Berline moved to Los Angeles with his wife, Bette (Ringrose) Berline, at the
urging of Doug
Dillard, who recruited him to record with Dillard & Clark. After three years of
session work
in California, along with time in the Flying Burrito Brothers, Mr. Berline
formed his own
group, Country Gazette, and signed with United Artists Records.
The band's bluegrass blend proved influential, and it recorded for almost two
decades, but
Country Gazette never achieved mainstream success.
(Steve's Note: I know I have a couple of their vinyl albums.)

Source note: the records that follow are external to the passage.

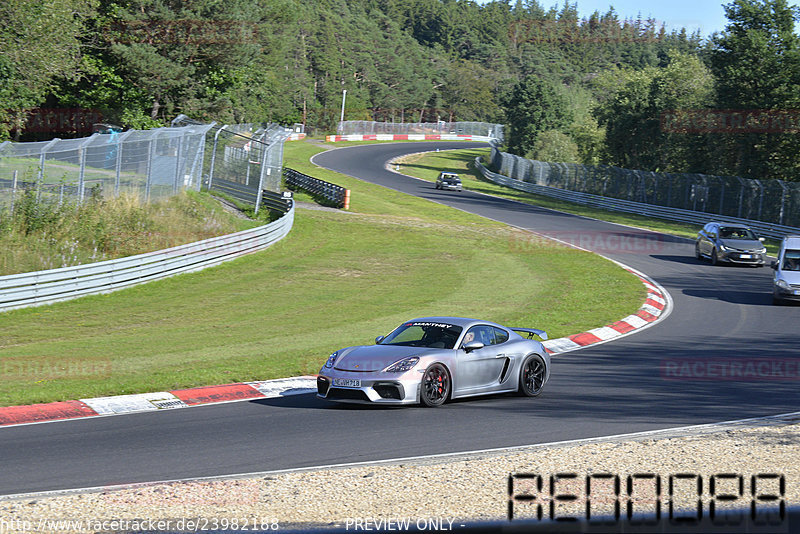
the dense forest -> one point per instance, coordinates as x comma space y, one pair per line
606, 89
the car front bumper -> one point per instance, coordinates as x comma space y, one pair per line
372, 388
744, 258
792, 294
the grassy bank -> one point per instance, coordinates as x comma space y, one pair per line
339, 278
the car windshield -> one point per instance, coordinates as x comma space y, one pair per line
737, 233
791, 260
424, 334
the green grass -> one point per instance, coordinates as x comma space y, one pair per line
42, 235
339, 278
428, 166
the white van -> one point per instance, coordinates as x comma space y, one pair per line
786, 285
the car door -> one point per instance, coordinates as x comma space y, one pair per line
480, 369
709, 238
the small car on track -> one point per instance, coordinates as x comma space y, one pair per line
786, 282
448, 180
731, 243
433, 359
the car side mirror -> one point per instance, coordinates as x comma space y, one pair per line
472, 345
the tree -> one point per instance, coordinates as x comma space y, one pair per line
756, 62
40, 45
534, 106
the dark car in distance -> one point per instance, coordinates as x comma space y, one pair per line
730, 243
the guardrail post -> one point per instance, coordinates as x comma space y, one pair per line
214, 155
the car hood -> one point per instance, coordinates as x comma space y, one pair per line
376, 357
791, 277
743, 244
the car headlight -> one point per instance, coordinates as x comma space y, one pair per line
403, 365
331, 360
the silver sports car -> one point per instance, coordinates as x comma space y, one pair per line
433, 359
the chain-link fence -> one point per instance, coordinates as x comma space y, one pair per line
482, 129
244, 159
772, 201
240, 160
150, 164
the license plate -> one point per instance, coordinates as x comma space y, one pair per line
347, 382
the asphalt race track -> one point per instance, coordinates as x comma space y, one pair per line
721, 313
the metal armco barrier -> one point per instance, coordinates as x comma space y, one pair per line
774, 231
337, 195
279, 202
45, 287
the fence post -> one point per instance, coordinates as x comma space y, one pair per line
200, 157
760, 197
784, 189
261, 173
13, 189
214, 155
82, 164
176, 181
40, 177
149, 169
118, 165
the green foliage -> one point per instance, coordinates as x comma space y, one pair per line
756, 63
533, 107
553, 145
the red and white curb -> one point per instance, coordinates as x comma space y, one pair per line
656, 306
407, 137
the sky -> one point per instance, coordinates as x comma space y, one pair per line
704, 15
708, 16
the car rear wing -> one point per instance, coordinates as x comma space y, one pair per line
532, 332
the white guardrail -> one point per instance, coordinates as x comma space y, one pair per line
774, 231
45, 287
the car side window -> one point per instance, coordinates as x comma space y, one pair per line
483, 333
500, 336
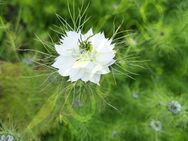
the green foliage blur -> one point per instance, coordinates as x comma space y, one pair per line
155, 33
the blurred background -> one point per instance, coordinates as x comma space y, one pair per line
151, 107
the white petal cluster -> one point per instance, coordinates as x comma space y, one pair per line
156, 125
6, 138
174, 107
84, 56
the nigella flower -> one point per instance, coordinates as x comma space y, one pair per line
174, 107
156, 125
84, 56
6, 138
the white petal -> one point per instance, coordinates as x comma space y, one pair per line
104, 58
95, 79
88, 34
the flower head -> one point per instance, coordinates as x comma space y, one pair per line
156, 125
174, 107
6, 138
84, 56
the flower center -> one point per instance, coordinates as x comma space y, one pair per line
85, 46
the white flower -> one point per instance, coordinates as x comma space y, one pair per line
84, 56
156, 125
174, 107
6, 138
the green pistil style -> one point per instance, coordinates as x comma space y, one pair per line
85, 45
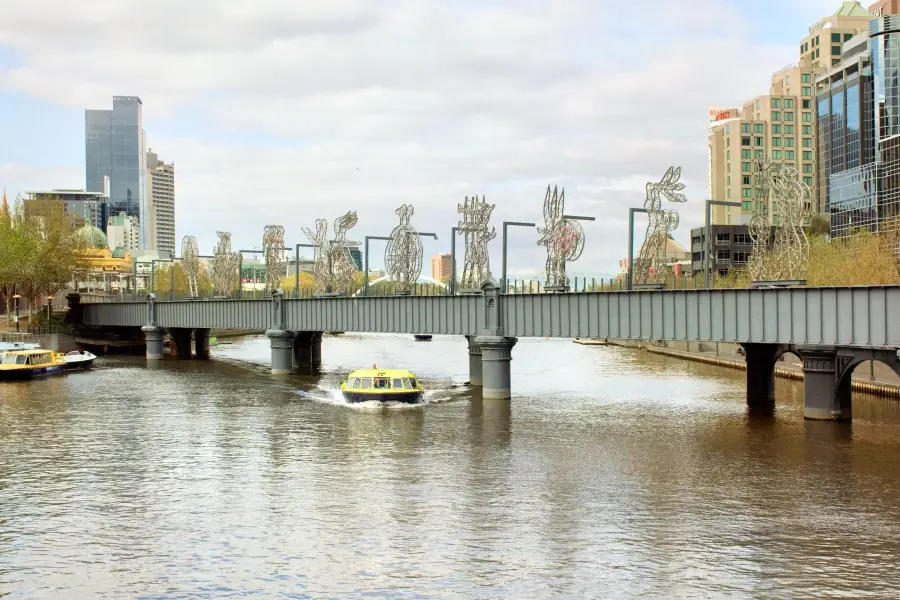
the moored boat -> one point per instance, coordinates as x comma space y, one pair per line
79, 359
382, 385
28, 364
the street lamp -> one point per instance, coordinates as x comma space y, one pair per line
503, 261
630, 269
16, 298
366, 258
707, 265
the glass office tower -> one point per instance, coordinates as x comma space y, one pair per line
115, 147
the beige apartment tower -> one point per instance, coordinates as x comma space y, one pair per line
161, 200
781, 124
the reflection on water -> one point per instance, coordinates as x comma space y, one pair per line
613, 473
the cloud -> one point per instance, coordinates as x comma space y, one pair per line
429, 100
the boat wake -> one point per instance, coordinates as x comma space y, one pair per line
335, 397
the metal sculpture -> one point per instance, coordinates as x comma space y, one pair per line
789, 257
274, 253
477, 266
333, 266
225, 265
403, 255
190, 263
564, 239
661, 223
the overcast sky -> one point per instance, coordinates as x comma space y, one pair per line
283, 111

Another project, Byron Berline & Sundance, likewise secured a deal with MCA
Records. But the
group's three founding members, guitarist Dan Crary, banjo player John Hickman
and Mr.
Berline -- later billing themselves as Berline, Crary & Hickman -- fared best
in a
traditional bluegrass market, releasing records on independent labels like
Rounder and Sugar
Hill into the 1990's.
Over the years Mr. Berline also provided music for television shows like
"Northern Exposure"
and movies like "Basic Instinct." He also had a minor role as a musician in
the Bette
Midler movie "The Rose" (1979) and appeared, as part of a string quartet, in an
episode of
"Star Trek: The Next Generation."
In the mid-'90's, Mr. Berline and his wife moved to Guthrie, Okla., and opened
the Double
Stop Fiddle Shop, its name taken from the fiddle technique of playing two
strings at the
same time. The shop burned down in 2019, consuming its inventory of antique
instruments.
Several months later, Mr. Berline opened another shop on the same street. Mr.
Berline is
survived by his wife; a daughter, Becca O'Connor; a sister, Janice Byford; and
four
grandchildren.
Although uncredited, Mr. Berline remarked in interviews that he did more than
play the
fiddle on Mr. Dylan's soundtrack to "Pat Garrett and Billy the Kid." "He said,
'Can you
sing?"," Mr. Berline recalled, referring to Mr. Dylan in his 1991 interview. "I
said, "Sure.
So I got up and helped sing background vocals on "Knockin' on Heaven's Door."